Stress is a part of our everyday lives. We keep it balanced by doing things that bring us joy, which is why it’s no wonder that pets play a big role in stress reduction. Only recently have scientists started to discover why it happens and the true magnitude of that effect.
Pet Your Stress Away
A study from 2012 monitored how the levels of oxytocin vary while petting an animal. Human-animal interactions have been linked to multiple benefits such as reduced heart rate, blood pressure and anxiety – all of which drastically increase under stress. Even short interactions with a pet increase the production of the stress-reducing hormone oxytocin and decrease the levels of cortisol – the stress-causing hormone.
Another study found that petting dogs for just 10 minutes provided immediate stress relief in students preparing for complicated exams. The psychological effects of decreased cortisol helped them perform better while increasing feelings of self-esteem. It’s been noted that pet owners are all-around less fearful and don’t feel as preoccupied as people without pets.
Pets can serve as important sources of social support and provide many psychological benefits for their owners, one study concluded. The stress-reducing effect they have is linked to a lowered risk of heart disease. Physical activity combined with mental benefits increases the chance of surviving a heart attack.
A 10-year-long study showed that people who don’t own a pet had a 40% higher risk of having a heart attack and a 30% higher risk of other heart-related problems
Added Physical Effect
While it’s great therapy, walking your pet also serves as a healthy exercise. Mental and physical health are interconnected. Going on regular walks with your four-legged friend helps take the mind off of stressful situations, boosts your overall cardiovascular health, and increases the sense of well-being. Pet owners are far more likely to meet their daily exercise goals.
Pets add structure and routine to your day and have been known to decrease feelings of loneliness. A study found that thinking about your dog has the same effect on your brain as thinking about a close friend and that the support pets provide complements those from human sources.

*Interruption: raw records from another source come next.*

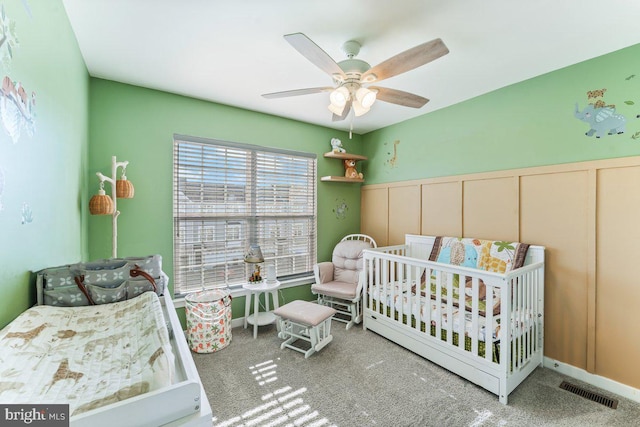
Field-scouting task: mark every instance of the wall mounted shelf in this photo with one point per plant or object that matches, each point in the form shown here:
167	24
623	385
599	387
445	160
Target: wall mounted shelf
342	156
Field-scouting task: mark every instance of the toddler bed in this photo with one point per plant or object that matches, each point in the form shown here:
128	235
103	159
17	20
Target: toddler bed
113	363
475	307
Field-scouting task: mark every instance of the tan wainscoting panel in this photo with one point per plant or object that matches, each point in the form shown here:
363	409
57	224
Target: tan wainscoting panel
442	209
490	208
404	213
374	214
553	213
618	282
586	214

In an experiment done in 2018, individuals with increased blood pressure were divided into two groups depending on whether they owned a pet. Both underwent medical therapy, however pet owners experienced significantly better results in response to mental stress. Those who only received the medicine had an average heart rate of 91 compared to pet owners’ 81 beats-per-minute.
How big of an effect they have is illustrated best in their use as helping to manage PTSD symptoms? Service dogs help war veterans deal with stressful situations after going through trauma. Oxytocin boost helps reduce the severity of flashbacks, emotional numbness, and outbursts of anger. After about 5 months, many individuals notice a large improvement in their mental health.
Our lifetime companions take care of us in a very similar way that we take care of them. By taking your pet for a walk, you’re boosting both his and your health and happiness.